With the usual corrupt GOP suspects hitting the Russia good, Ukraine bad talking points this weekend, it is just one more very obvious data point that said grifter GOP politicians are either beholden to kompromat or bribes or both.

My question is, in an age of fisa wiretaps, surely the FBI has actual prosecutable evidence against these clowns?

I mean, MTG is all of a sudden saying that Ukraine gave more money to Hillary than any other donor. Besides the absurdity of the statement, does anyone think that MTG came up with that idea by herself. I don't exactly see her as the type to be able to stick to practiced spycraft when receiving her marching orders.
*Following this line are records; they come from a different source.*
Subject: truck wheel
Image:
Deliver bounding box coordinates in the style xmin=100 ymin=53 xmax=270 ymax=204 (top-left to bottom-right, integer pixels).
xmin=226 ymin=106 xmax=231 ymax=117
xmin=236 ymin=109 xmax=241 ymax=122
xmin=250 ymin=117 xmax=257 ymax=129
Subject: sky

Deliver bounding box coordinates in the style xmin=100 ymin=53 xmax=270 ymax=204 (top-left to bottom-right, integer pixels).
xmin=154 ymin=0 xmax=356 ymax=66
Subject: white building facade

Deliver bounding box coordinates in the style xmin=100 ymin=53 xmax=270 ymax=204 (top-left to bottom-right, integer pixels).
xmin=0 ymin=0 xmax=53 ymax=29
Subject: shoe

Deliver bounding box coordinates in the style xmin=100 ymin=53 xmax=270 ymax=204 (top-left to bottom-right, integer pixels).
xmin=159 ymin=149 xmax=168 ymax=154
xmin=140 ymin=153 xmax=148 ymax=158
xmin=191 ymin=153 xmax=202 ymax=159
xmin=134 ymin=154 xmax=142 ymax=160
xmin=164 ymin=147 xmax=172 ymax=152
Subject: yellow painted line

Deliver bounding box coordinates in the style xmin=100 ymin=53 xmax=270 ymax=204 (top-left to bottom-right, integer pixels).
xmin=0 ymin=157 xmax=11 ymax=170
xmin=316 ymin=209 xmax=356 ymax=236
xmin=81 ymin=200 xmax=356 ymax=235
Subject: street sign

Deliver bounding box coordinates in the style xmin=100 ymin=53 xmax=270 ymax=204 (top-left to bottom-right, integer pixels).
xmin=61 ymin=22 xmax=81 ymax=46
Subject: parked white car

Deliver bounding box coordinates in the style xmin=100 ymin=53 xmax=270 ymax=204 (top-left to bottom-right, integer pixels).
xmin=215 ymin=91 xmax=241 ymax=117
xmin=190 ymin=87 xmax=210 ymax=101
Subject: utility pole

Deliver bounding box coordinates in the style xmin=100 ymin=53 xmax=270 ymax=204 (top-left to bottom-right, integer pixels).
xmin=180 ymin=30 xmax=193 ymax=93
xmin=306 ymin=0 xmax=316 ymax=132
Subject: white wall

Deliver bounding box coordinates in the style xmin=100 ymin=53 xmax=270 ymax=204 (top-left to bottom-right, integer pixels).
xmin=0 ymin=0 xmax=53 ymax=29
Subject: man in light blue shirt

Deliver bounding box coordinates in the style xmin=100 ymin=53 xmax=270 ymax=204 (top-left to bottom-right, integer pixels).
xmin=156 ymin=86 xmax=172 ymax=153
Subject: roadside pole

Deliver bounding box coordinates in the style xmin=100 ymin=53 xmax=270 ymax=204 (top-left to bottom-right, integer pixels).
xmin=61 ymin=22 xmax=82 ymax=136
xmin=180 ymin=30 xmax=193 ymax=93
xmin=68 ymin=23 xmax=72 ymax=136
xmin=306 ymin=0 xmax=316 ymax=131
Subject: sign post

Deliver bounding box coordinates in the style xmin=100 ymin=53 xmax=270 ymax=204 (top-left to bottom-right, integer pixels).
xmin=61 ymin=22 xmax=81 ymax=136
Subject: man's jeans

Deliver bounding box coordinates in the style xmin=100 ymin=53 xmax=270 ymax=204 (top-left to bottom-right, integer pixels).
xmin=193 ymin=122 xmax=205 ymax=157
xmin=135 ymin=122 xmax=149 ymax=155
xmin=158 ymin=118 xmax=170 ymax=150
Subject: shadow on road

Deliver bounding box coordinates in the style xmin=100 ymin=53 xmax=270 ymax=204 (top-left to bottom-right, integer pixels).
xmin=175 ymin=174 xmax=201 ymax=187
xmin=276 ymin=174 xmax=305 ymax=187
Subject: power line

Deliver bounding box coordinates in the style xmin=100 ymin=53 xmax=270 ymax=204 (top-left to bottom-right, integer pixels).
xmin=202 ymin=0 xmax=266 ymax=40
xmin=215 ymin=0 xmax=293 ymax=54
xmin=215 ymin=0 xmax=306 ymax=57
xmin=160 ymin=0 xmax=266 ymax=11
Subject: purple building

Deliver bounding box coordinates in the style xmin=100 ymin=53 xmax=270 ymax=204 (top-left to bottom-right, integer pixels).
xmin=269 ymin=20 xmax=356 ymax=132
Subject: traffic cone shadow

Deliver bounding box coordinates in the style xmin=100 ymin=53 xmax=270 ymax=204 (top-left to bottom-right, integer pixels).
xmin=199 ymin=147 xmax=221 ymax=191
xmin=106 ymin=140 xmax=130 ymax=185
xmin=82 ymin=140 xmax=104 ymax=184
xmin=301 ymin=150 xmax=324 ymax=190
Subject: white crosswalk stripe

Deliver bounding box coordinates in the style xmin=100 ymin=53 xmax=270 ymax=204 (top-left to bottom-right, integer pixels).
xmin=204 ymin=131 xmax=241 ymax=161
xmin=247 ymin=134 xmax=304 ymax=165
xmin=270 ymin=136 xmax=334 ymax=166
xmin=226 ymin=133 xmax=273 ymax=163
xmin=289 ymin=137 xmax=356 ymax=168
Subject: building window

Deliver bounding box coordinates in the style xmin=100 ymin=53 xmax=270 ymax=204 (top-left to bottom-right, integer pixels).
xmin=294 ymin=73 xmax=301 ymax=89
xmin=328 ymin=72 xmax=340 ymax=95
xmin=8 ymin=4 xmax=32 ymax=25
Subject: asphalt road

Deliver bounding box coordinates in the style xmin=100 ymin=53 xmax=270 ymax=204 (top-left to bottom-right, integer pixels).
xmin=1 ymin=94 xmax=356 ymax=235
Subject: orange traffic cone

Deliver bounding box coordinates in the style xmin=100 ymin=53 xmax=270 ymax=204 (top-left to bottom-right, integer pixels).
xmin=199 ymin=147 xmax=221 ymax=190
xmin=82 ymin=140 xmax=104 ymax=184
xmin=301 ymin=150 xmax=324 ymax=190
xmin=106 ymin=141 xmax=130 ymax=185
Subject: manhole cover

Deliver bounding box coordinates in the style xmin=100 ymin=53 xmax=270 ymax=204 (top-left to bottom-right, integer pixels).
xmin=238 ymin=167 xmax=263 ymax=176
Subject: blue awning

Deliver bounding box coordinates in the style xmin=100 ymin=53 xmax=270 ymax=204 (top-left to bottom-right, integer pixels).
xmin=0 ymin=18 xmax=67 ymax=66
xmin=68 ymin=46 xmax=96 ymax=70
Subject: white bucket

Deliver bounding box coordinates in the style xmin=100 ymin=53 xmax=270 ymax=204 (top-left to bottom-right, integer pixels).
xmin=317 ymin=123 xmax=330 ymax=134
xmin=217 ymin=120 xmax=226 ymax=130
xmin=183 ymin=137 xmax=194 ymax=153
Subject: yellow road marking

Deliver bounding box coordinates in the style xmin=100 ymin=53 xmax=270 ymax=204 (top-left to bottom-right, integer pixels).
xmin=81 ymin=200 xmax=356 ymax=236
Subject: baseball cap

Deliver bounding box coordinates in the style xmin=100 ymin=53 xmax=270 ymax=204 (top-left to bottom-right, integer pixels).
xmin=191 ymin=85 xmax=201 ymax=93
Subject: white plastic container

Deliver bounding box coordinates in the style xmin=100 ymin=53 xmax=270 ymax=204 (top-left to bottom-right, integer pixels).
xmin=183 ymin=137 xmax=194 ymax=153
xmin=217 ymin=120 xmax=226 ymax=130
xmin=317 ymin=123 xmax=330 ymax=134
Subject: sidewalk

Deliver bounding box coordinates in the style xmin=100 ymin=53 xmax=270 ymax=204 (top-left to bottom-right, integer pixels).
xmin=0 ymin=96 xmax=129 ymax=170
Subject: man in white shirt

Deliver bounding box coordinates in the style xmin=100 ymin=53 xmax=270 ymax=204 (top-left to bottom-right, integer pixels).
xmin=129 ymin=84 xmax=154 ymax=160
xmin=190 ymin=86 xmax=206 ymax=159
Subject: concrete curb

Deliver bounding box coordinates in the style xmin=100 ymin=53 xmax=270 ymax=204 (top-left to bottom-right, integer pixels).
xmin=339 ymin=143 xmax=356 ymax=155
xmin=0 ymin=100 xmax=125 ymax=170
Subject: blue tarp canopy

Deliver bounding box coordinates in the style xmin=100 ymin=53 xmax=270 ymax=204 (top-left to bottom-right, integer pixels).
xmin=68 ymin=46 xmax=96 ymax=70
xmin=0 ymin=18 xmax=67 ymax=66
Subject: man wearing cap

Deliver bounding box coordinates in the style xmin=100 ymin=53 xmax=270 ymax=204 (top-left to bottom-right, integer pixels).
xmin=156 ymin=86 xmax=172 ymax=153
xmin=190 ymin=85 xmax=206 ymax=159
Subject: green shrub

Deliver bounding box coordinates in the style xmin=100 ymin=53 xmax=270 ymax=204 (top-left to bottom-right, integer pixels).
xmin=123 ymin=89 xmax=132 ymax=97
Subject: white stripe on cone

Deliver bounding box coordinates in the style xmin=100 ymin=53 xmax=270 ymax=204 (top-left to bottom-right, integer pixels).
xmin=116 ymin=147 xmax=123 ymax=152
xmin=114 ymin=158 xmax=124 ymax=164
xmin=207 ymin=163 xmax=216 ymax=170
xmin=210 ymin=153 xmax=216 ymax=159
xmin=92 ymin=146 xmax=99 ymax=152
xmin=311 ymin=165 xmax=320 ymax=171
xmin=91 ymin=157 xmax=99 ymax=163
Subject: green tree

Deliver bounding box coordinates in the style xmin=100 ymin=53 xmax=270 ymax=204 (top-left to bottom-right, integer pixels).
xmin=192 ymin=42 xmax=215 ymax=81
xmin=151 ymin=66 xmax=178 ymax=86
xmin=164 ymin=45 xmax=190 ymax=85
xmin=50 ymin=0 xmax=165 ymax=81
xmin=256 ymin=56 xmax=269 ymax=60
Is it strictly a case that our intelligence/investigative folks are still working the masterminds higher up who actually are trying to cover their tracks?

I don't know that $$$ is actually changing hands between someone with GRU connections and someone with RNC credentials. More of an opportunistic kinda thing: Biden/Left bad, anything that weakens my enemy = good. Exacerbated by the simplistic, 2D views of pretty much everyone left on the Right.

Remember that their theory of everything right now is an apocalyptic one (replacement theory in terms of race, gender, religion, sOcIaLiSm, etc). They're going to side with the mob boss who promises churches and anti-gay propaganda and shirtless photos ops with an AK over the effete, cosmopolitan West.

I mean, maybe there is someone meeting regularly with Alex Jones and Tuck. But why would they need to? Those folks already profit from their outrage jobs and are easily influenced with trips to Hungary and Facebook farms. Why cut an actual check?

I believe FISA only covers wiretapping for national security purposes, for communications with entities outside the country. Internal stuff would be sourced through other Five Eyes nations, and I believe that's beyond the reach of law enforcement until a national security case is raised. There's a lot of stuff in the NSA databases, but after the Church Commission and the Snowden revelations, it's quite rightly locked behind a huge firewall, to mitigate abuses like those of the past.

As far as I know, anyway. I have no non-public knowledge of this stuff, just what's in books and the media.

Robear wrote:

I believe FISA only covers wiretapping for national security purposes, for communications with entities outside the country. Internal stuff would be sourced through other Five Eyes nations, and I believe that's beyond the reach of law enforcement until a national security case is raised. There's a lot of stuff in the NSA databases, but after the Church Commission and the Snowden revelations, it's quite rightly locked behind a huge firewall, to mitigate abuses like those of the past.

As far as I know, anyway. I have no non-public knowledge of this stuff, just what's in books and the media.

Right, but I'm assuming that the GRU is talking to someone(s) here who is then handling GOP stoogies. But, yeah, the GRU is probably not leaving a digital trail directly to said stoogies. And as Top Shelf points out, the stoogies are probably quite happy to echo Russian talking points from the gentlest push from whomever the actual middlemen are.

I mean, I think we all assume that the Trump WH was compromised and I'd wager that the Murdoch org is as well. I've got suspicions about Tulsi, Lindsey and on down the line.

I guess I'm really tired of NY Times and WP journalist writing books after the fact with some of these details, when it turns out that they or their sources knew a lot of this info at the time.

Would be nice to have something actually come out, or I don't know, see someone arrested, say before, the largest land war in Europe since WWII.

Probably wishful thinking in this timeline. This timeline's writers are so lazy.